🤖 AI Summary
This work proposes an automated framework for generating high-quality memory corruption vulnerability analysis reports by integrating a multi-agent large language model (LLM) architecture with retrieval-augmented generation (RAG). The framework comprises four collaborative modules—Explorer, RAG Engine, Analyst, and Reporter—and represents the first application of a multi-agent LLM combined with RAG specifically for vulnerability documentation. It further introduces a task-specific LLM-based Judge to enable multidimensional automatic evaluation of the generated reports. Experimental results on 105 samples from the NIST-SARD dataset demonstrate an average report quality score of 54.21%, validating the effectiveness of the approach and significantly advancing the state of the art in automated vulnerability analysis and structured reporting.
📝 Abstract
Large Language Models (LLMs) have demonstrated remarkable capabilities across various cybersecurity tasks, including vulnerability classification, detection, and patching. However, their potential in automated vulnerability report documentation and analysis remains underexplored. We present RAVEN (Retrieval Augmented Vulnerability Exploration Network), a framework leveraging LLM agents and Retrieval Augmented Generation (RAG) to synthesize comprehensive vulnerability analysis reports.
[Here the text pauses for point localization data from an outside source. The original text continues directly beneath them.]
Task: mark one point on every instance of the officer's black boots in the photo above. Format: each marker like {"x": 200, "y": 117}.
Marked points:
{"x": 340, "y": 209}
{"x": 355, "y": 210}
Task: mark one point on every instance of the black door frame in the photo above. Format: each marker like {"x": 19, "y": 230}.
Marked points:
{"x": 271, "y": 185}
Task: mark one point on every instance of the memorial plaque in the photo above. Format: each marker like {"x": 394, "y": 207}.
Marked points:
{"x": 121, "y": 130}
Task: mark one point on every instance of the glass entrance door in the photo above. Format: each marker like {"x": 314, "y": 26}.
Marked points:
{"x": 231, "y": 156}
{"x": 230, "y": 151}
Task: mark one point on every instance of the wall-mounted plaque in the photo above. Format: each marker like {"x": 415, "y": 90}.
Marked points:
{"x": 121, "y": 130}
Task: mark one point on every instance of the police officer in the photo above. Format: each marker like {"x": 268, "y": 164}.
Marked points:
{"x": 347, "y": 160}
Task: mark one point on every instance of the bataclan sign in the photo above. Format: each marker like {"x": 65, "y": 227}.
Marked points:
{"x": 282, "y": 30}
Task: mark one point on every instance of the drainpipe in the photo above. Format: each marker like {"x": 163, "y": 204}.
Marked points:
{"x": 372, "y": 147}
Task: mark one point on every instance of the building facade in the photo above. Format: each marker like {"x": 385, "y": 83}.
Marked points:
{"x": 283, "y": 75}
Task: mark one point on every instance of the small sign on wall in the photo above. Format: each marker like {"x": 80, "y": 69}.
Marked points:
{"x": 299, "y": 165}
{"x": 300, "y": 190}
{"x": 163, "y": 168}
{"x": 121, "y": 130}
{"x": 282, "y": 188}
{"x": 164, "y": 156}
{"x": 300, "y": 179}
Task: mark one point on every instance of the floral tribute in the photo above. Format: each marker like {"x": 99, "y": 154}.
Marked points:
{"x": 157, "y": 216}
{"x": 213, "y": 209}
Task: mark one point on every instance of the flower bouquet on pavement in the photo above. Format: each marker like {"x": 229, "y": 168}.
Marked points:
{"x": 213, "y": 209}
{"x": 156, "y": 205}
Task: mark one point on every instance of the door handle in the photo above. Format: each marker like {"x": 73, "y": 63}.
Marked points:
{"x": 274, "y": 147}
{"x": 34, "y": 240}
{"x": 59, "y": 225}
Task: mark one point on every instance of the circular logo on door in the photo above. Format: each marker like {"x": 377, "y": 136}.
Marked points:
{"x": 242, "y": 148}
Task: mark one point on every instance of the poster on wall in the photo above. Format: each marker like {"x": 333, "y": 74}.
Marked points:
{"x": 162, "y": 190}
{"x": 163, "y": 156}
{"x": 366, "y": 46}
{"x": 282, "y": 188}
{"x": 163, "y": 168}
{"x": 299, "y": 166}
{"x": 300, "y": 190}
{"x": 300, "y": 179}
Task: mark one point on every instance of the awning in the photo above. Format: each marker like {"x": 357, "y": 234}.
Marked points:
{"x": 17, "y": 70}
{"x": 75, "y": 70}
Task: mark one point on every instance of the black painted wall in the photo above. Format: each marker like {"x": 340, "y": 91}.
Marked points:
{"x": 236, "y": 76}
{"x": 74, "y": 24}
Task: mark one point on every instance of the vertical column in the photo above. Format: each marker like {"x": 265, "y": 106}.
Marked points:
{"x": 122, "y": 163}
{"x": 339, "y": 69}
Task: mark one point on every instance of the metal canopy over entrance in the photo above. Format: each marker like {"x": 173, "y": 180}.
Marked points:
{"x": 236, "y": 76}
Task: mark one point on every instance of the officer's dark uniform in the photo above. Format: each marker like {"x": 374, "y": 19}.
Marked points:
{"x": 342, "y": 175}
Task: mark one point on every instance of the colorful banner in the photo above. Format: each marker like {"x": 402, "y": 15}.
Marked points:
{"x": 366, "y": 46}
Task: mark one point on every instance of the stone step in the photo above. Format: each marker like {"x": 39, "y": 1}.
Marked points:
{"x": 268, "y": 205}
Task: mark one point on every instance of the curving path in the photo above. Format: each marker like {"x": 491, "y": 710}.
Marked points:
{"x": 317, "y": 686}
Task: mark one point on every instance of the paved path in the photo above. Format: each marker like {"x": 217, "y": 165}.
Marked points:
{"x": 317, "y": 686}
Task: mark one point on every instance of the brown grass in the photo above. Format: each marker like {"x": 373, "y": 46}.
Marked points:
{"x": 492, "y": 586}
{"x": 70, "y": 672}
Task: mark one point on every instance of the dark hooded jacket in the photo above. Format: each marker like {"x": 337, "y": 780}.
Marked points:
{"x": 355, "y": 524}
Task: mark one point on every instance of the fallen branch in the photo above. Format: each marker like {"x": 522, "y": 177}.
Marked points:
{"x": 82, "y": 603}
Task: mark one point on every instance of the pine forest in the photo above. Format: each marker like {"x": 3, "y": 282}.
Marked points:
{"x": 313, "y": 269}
Given vulnerable source code, RAVEN generates reports following the Google Project Zero Root Cause Analysis template. The framework uses four modules: an Explorer agent for vulnerability identification, a RAG engine retrieving relevant knowledge from curated databases including Google Project Zero reports and CWE entries, an Analyst agent for impact and exploitation assessment, and a Reporter agent for structured report generation. To ensure quality, RAVEN includes a task specific LLM Judge evaluating reports across structural integrity, ground truth alignment, code reasoning quality, and remediation quality. We evaluate RAVEN on 105 vulnerable code samples covering 15 CWE types from the NIST-SARD dataset. Results show an average quality score of 54.21%, supporting the effectiveness of our approach for automated vulnerability documentation.